On April 25th in 1972 Hans Werner Grosse, an aviation hero of mine set a new world record for distance flight in a glider. From Lubeck in the north of Germany to Biarritz in the south of France a distance of 1,461KM or over 900 miles. This from a tow to 2,700 feet to start. All the rest was playing the atmosphere and gravity against each other. The record wasn't broken until thirty years later and that was by a three turn point flight in a glider with half again as much performance as the Schleicher ASW-12 Grosse flew. As a straight line distance Grosse's record has not been broken to this day. Hans passed away just a little earlier this year. I wish I could have met him.
The flight:

The pilot:

The aircraft (the ship in the picture is the one owned by Wally Scott of the USA that he flew to the previous record distance of 730 miles):

See the chute hanging off the tail? That was the only device the glider had for approach control. The flaps reflex up two notches for high speed flight and down one for low speed - they provide no significant drag that would help get this 42-44:1 glider into a field.
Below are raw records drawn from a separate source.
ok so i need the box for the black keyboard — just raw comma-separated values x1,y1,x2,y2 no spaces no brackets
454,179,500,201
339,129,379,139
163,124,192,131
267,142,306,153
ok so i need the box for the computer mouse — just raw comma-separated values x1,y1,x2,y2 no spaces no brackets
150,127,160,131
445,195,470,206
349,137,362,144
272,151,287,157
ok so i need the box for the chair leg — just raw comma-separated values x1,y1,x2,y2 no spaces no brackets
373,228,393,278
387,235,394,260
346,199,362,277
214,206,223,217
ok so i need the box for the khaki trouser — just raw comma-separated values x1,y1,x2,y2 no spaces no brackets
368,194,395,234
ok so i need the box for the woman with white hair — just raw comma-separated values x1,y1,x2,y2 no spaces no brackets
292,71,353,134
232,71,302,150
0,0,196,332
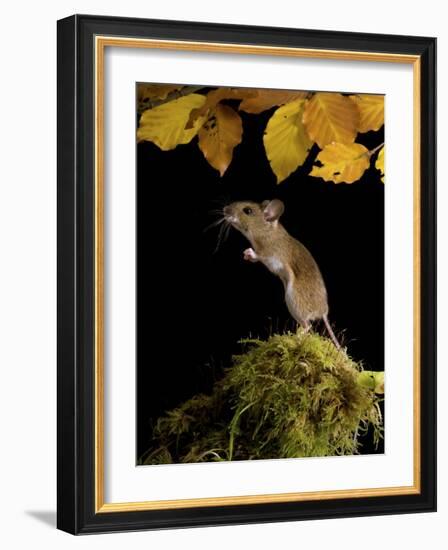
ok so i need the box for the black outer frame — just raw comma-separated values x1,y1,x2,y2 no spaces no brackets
57,14,436,535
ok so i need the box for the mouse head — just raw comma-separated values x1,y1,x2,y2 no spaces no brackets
223,199,285,240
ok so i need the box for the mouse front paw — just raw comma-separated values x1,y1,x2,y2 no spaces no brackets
243,248,258,262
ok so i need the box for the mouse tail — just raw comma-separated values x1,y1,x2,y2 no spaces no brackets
323,315,341,350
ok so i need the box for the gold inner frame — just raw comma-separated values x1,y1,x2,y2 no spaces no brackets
94,36,421,513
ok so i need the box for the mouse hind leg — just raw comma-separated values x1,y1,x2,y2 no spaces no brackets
284,286,311,333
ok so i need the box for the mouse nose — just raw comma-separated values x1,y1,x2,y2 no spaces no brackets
223,205,231,215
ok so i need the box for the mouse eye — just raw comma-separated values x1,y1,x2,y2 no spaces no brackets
243,207,253,215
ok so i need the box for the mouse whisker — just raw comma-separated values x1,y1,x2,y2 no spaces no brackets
213,223,226,254
213,220,231,254
219,222,232,251
224,222,232,242
203,217,225,233
207,209,227,217
208,196,230,208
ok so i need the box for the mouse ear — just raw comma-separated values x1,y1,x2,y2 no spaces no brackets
263,199,285,222
261,200,270,209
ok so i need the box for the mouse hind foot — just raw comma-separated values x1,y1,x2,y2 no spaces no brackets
293,319,311,333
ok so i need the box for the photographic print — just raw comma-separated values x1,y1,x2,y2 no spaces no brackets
57,16,436,533
136,84,385,465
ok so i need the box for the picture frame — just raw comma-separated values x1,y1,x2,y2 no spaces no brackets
57,14,436,534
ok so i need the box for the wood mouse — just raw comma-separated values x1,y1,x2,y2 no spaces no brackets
223,199,340,348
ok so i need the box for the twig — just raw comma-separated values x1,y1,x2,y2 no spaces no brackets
368,142,384,157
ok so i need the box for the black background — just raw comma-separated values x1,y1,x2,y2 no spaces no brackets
136,95,384,460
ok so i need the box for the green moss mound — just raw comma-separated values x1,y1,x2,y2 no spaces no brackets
139,331,383,465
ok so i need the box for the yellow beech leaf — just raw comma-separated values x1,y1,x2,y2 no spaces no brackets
137,94,206,150
263,98,312,184
239,90,307,114
310,143,370,184
303,92,359,149
138,83,183,101
137,84,184,113
350,94,384,133
198,104,243,176
376,146,385,183
186,87,256,128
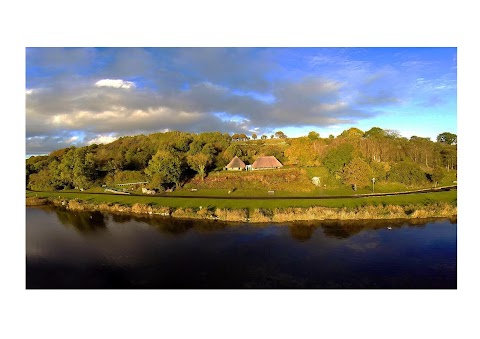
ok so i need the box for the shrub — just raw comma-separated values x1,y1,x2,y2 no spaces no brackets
388,161,427,186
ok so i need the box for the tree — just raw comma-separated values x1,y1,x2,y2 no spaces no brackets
201,143,216,156
308,131,320,140
364,127,386,138
270,135,274,139
222,144,243,163
339,127,364,139
28,169,56,191
409,136,434,167
261,135,267,140
188,139,205,155
145,150,186,188
275,131,287,139
284,138,320,166
322,143,354,174
72,148,94,189
57,148,75,187
431,167,445,187
252,133,257,140
370,161,390,181
48,159,63,188
342,158,373,188
436,132,457,145
439,145,457,171
187,153,212,180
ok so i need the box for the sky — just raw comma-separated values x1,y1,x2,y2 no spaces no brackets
26,47,457,155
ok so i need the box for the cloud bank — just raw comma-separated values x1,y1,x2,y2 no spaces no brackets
26,48,457,154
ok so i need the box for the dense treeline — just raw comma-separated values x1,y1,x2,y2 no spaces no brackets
26,128,457,191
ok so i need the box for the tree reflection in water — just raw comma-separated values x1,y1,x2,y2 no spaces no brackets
53,207,107,234
50,205,456,241
288,224,316,242
102,213,228,235
319,218,456,239
286,218,457,241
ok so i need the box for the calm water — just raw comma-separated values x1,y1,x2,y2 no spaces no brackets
26,206,457,289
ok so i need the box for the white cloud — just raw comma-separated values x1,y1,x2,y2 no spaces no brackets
65,136,79,143
87,135,119,145
94,79,136,89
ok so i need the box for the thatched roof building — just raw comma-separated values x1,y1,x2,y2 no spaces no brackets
225,156,246,170
252,156,283,170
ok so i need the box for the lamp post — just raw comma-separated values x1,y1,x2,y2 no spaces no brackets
372,177,376,193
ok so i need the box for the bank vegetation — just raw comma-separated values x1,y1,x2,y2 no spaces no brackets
26,195,457,223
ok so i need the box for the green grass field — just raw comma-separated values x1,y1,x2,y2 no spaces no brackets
26,189,457,211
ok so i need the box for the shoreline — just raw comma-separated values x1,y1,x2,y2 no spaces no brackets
26,196,457,223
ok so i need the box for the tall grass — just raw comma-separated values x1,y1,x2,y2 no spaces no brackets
27,194,457,223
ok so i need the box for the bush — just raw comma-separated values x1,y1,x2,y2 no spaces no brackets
388,161,427,186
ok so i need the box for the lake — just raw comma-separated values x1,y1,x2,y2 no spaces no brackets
26,206,457,289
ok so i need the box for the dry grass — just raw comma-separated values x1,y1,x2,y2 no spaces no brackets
409,202,457,218
131,203,153,214
214,208,248,222
249,209,273,222
67,199,86,211
27,196,457,222
26,197,48,206
172,207,200,219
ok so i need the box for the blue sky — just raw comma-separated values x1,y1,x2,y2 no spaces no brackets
26,47,456,155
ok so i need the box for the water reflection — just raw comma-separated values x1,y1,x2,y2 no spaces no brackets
288,224,316,242
107,214,229,235
318,218,456,239
46,205,456,241
54,208,107,234
27,207,457,289
111,213,132,224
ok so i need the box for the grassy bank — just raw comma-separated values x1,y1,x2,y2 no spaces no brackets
26,189,456,209
26,190,457,222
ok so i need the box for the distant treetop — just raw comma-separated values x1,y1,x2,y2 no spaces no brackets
436,132,457,145
339,127,364,139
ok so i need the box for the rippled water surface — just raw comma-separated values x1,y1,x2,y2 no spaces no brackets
26,206,456,289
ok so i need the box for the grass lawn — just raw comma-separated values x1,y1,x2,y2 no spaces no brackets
27,189,457,211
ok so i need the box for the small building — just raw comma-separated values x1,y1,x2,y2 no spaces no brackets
225,156,246,171
252,156,283,170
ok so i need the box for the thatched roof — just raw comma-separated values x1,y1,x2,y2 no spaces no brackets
252,156,283,169
225,156,246,169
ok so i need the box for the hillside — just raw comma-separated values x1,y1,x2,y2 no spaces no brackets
26,128,457,194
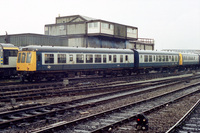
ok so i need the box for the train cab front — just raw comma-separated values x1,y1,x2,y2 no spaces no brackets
16,51,36,81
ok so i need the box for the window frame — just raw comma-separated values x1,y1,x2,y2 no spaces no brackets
58,54,66,64
45,54,54,64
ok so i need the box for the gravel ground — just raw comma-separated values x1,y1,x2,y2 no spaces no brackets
112,93,200,133
0,76,199,133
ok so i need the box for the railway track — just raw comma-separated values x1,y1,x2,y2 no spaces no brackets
0,74,199,132
166,99,200,133
30,81,200,133
0,77,180,129
0,73,199,104
0,82,65,102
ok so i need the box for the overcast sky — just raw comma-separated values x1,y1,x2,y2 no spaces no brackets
0,0,200,50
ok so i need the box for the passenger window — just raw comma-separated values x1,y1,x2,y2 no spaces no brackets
58,54,66,63
162,56,165,62
95,55,101,63
69,55,73,62
76,54,84,63
166,56,169,62
120,55,123,63
169,56,172,62
21,53,26,63
17,53,21,63
113,55,117,63
172,56,175,62
103,55,106,63
26,53,32,63
144,55,148,62
45,54,54,63
125,55,128,61
149,55,152,62
159,56,162,62
86,54,93,63
175,56,178,62
109,55,112,61
156,55,159,62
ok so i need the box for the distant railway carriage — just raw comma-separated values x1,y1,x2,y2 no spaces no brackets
134,50,180,73
17,45,134,81
199,54,200,65
181,53,199,65
0,43,18,78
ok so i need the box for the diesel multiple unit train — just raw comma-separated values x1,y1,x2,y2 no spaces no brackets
0,43,18,78
15,45,200,82
0,43,199,81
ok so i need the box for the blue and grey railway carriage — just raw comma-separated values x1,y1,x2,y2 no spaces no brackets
180,53,199,70
17,45,135,81
0,43,18,78
134,50,180,73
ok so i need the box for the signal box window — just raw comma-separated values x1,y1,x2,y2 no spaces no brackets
95,55,101,63
26,53,32,63
17,53,21,63
76,54,84,63
58,54,66,63
21,53,26,63
45,54,54,64
113,55,117,63
86,54,93,63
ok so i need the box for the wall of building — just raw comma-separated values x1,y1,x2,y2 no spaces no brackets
68,37,86,47
0,34,68,47
87,37,126,48
45,24,67,36
87,21,138,39
67,24,86,35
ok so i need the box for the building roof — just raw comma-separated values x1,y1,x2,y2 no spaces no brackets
80,15,97,21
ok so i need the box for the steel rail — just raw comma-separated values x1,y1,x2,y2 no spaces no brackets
31,82,200,133
0,77,189,129
1,74,195,103
166,99,200,133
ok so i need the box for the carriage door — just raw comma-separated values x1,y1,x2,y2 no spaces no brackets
3,50,9,65
179,53,183,65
There were no airbrakes as the designer Gerhard Waibel designed this aircraft for world breaking performance and he had trouble with integrating effective airbrakes into fiberglass gliders with long thin wings on the D-36 Circe university glider project when he was on that team. When you go to land an ASW-12 you pull the lever to deploy the chute. Usually it deploys and you make a nice steep approach and land. If you misjudged conditions and start to undershoot all you can do is jettison it, no second chances. If it doesn't deploy (and that happened from time to time) you have to rely on the old forward slip to get it down on the ground. That's one thing in a slab sided, draggy J-3 Cub but quite a bit more challenging in something that converts 1,000 feet of altitude to over seven miles of distance and has a 60 foot wingspan!